Insights from Databricks’ DBRX Model Development
The development of Databricks’ DBRX language model exemplified the end-to-end platform approach [00:14:39]. They used Spark for data ingestion and ETL, Delta tables for storage, Unity Catalog for tracking data sets, MosaicML tools for model training, and MLflow for experiment tracking [00:14:43]. This integrated use of their own products saved significant time [00:14:58].
Future Outlook
Frankle believes the open-source model world is “exceedingly well covered” [00:38:30]. Therefore, Databricks’ focus shifts to other gaps to ensure customer success [00:37:07]:
- Evaluation Creation: Helping customers build their initial measuring sticks [00:37:15].
- Navigating Options: Guiding customers through the complex decisions of RAG versus prompting versus fine-tuning, providing many options without overwhelming them [00:37:25].

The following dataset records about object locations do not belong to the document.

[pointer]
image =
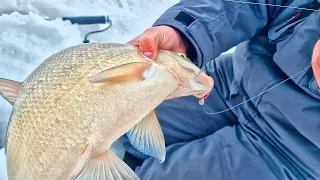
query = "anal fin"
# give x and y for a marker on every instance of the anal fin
(107, 167)
(147, 137)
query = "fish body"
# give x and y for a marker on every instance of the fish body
(71, 108)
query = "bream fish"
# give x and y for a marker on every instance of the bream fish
(67, 113)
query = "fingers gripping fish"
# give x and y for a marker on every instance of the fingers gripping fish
(70, 109)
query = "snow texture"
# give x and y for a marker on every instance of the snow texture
(32, 30)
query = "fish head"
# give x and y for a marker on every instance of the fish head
(192, 80)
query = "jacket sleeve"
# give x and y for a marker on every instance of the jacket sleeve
(211, 27)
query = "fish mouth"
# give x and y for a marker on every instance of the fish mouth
(200, 87)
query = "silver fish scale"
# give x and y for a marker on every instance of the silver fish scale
(58, 109)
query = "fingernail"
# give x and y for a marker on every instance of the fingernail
(148, 54)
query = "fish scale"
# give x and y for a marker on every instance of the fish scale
(62, 122)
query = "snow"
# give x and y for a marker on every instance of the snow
(32, 30)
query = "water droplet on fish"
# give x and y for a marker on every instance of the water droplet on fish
(201, 102)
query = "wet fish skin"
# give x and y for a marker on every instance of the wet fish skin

- Data Challenges: Assisting customers in building AI systems with imperfect or fragmented data [00:37:40].
- Compound AI Systems and Agents: Focusing on connecting different pieces of data and models to solve specific problems [00:38:05].
The field is still learning what works best in different scenarios [00:31:22]. The goal is to provide maximum choice with minimal cost, then help customers make the best selection and confidently deploy models into production [00:32:23]. Even with advancements, AI systems are fundamentally “fuzzy,” and achieving “fifth nine” reliability with current technology remains challenging [00:24:07]. This understanding helps manage expectations and focus on learning the strengths and weaknesses of the technology [00:24:23].